Developer Australia YMCI is counting on a vote by owners of defective apartments it has rectified in western Sydney to draw a line under legal action and allow it to get on with marketing the next stage of its $5 billion Ovation Quarter development.
AYMCI, a subsidiary of Chinese state-owned enterprise Yunnan Health & Cultural Tourism Holding Group, said it had spent more than $500,000 to fix defects, including faulty waterproofing membranes and insufficient fire protection in the Ruby and Emerald buildings of its western Sydney development.
The first stage of AYMCI’s Ovation Quarter development at Sydney Olympic Park. 
Legislation passed under NSW Building Commissioner David Chandler has created incentives for developers and builders to work with residents and for their track record to be rated, as a way to improve building standards and consumer protections over apartment purchases.
The owners’ corporation vote, due to take place on Wednesday evening, is to accept or reject a so-called enforceable undertaking, a pledge to fix serious defects by AYMCI that supersedes a remediation order slapped on it last year to fix the buildings at 1 and 2 Kingfisher Street in Lidcombe.
The enforceable undertaking regime created by the Residential Apartment Buildings (Compliance and Enforcement Powers) Act 2020 is still new.
The public register of undertakings only shows one to date – that made by builder 51 OCHR Pty Ltd and developer Toplace in July last year over the five-tower Skyview development at 51-55 Old Castle Hill Road in northern Sydney’s Castle Hill.
A positive vote by the Ovation Quarter owners would bring an end to legal action between the two parties, but requires a level of trust, as the full scope of the work to be done is not yet known.
We want to do the right thing so people can talk about us in a positive light, as we have future developments under way.
AYMCI director Jason Tan
AYMCI said it was not known how many apartments needed rectifying – as that would only be known as the developer’s new building team discovered defects – but said the remaining work would be completed by Christmas.
The owners’ corporation declined to comment.
But the regime creates an incentive for both sides to work together. The government will hold a security supplied by the developer for the warranty period of six years.
“The developer has offered an enforceable Developer Undertaking to the Department of Customer Service Secretary in relation to the buildings, which includes the owners accepting the undertaking will be the mechanism by which the building will have its defects remediated, and by which warranties will be covered,” a spokesman for NSW Fair Trading said.
Strata owners advocacy group Owners Corporation Network said the streamlining of rectification processes would remove a lot stress.
“Enforceable undertakings by the developer would save owners years of financial and emotional pain involved in the current landscape of drawn-out litigation, which often ends badly for them,” OCN executive director Karen Stiles said.
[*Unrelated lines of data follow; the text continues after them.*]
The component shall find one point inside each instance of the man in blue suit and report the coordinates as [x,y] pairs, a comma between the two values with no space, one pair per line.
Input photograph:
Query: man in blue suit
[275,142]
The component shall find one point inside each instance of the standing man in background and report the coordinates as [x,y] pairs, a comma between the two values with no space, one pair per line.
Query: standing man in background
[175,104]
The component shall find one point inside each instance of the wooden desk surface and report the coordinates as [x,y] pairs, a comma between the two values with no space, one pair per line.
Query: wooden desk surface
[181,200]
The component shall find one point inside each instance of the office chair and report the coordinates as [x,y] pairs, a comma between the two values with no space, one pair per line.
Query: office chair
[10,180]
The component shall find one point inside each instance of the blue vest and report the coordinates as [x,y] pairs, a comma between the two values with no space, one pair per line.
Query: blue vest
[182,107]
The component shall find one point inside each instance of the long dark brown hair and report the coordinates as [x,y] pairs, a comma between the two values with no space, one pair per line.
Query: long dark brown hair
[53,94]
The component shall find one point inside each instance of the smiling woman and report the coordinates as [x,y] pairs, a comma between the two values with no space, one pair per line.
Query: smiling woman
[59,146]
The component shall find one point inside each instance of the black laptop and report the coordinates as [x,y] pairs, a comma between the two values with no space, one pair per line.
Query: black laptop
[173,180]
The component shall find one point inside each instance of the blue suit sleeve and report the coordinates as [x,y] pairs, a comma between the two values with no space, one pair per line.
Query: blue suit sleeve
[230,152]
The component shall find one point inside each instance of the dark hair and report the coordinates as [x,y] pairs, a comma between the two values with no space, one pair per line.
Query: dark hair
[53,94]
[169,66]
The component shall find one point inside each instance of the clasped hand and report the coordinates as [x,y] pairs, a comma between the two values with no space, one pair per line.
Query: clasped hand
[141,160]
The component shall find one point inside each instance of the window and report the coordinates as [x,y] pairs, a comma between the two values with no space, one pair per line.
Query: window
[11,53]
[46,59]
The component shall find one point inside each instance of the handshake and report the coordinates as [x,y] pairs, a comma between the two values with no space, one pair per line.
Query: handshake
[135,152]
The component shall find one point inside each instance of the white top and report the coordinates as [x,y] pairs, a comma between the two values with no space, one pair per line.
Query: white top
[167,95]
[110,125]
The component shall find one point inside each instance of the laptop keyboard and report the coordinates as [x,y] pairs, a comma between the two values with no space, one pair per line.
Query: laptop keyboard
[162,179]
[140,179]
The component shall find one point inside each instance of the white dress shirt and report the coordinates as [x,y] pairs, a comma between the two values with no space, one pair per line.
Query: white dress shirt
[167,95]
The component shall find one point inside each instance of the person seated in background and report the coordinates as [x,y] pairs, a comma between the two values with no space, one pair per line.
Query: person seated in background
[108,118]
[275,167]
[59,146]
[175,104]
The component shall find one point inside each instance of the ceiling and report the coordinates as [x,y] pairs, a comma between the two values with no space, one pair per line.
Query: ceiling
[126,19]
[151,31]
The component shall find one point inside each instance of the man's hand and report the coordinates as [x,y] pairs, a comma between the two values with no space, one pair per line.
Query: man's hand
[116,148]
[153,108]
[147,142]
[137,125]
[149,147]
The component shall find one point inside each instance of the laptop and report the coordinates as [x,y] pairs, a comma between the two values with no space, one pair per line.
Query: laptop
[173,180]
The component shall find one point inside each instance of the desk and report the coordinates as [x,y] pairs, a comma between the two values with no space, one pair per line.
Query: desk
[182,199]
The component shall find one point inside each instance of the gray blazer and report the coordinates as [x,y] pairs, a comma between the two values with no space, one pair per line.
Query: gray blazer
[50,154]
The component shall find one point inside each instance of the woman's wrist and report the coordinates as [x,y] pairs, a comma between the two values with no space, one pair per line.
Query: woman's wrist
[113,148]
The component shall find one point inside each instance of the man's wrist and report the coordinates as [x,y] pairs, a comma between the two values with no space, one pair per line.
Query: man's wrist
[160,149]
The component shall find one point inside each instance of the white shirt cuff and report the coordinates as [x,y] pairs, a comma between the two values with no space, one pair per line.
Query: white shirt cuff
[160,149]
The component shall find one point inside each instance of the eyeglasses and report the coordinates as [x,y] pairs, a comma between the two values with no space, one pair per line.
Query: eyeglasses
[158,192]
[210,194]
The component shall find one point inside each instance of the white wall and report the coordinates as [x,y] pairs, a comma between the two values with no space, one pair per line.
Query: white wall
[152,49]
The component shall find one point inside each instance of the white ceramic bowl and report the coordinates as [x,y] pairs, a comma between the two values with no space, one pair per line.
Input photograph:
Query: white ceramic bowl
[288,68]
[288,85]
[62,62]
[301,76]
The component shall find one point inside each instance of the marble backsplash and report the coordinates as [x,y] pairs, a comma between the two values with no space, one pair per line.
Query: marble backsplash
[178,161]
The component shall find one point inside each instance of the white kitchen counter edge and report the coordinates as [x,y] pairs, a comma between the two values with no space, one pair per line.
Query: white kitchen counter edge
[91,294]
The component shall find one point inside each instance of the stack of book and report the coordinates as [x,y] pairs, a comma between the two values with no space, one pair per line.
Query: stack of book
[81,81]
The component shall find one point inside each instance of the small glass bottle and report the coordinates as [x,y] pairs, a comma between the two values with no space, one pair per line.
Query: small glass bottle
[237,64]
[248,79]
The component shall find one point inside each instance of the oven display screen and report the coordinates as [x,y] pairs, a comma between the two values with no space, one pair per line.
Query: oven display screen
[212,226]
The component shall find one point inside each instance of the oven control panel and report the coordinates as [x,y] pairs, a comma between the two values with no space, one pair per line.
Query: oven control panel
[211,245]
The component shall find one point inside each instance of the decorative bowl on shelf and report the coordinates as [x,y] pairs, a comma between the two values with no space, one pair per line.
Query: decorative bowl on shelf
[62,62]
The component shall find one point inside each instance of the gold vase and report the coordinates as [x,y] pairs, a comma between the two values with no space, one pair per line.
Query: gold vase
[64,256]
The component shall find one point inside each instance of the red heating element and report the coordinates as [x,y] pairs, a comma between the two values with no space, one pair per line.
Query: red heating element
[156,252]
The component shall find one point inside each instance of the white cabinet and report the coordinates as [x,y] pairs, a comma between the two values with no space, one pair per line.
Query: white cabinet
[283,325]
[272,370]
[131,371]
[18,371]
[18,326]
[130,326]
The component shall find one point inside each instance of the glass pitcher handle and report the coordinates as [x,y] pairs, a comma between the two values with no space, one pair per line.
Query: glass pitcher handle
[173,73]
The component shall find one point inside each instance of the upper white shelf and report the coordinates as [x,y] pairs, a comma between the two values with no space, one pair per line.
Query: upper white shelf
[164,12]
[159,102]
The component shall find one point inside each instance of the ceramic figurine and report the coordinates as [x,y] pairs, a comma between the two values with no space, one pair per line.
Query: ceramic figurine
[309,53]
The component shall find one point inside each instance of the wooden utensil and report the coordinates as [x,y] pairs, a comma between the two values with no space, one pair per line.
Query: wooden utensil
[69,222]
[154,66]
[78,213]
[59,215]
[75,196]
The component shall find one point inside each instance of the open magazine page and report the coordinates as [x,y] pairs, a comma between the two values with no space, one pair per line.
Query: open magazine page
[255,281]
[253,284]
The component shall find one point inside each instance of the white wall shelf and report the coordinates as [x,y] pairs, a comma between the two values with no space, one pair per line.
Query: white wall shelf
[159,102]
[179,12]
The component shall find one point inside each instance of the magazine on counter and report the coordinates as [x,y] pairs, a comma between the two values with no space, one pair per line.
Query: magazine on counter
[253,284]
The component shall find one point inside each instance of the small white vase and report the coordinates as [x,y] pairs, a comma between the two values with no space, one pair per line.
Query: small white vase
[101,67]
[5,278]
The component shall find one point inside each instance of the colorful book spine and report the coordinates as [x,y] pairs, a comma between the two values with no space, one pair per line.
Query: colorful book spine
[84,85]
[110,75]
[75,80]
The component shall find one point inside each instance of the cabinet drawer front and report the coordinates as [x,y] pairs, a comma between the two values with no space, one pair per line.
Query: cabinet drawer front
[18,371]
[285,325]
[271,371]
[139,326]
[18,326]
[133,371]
The developer, which does not have an iCIRT rating under the new NSW rating system designed for builders and developers, said it was keen for the vote to pass so it could continue to sell and develop apartments without the defects cloud hanging over it.
“A positive vote will make it easier to market further stages in this development,” AYMCI director Jason Tan said.
“We want to do the right thing so people can talk about us in a positive light, as we have future developments under way.”
AYMCI wants to start marketing the next apartments in its 95-unit Sapphire stage of the development before Christmas, and has appointed Colliers to manage the sales.
“In our first stage of apartments built it was our understanding that we had appointed a team to deliver a high-quality development with a retail mix that Kann Finch architects had designed,” Mr Tan said.
“We did not envisage the defects discovered in a few apartments would draw some attention and cause controversy.”
The original builder was Zone 3 Homebush Pty Ltd, a company founded in 2017 by former Coronation Property Group secretary Andy Nahas and now headed by his brother, Coronation managing director Joseph Nahas.
Building Commissioner David Chandler’s resignation in August – since reversed – was, in part, triggered by concerns he had about the relationship between Coronation, which had hired former NSW deputy premier John Barilaro, and then-Fair Trading minister Eleni Petinos.
AYMCI said it had appointed some specialist trades directly to do some of the work, and it would tender for a new builder for the remaining rectification.
“We believe this new regulatory regime implemented by the NSW Building Commissioner is positive for the development industry because it allows developers to appoint a new team that need to adhere to strong compliance and enforcement powers,” Mr Tan said.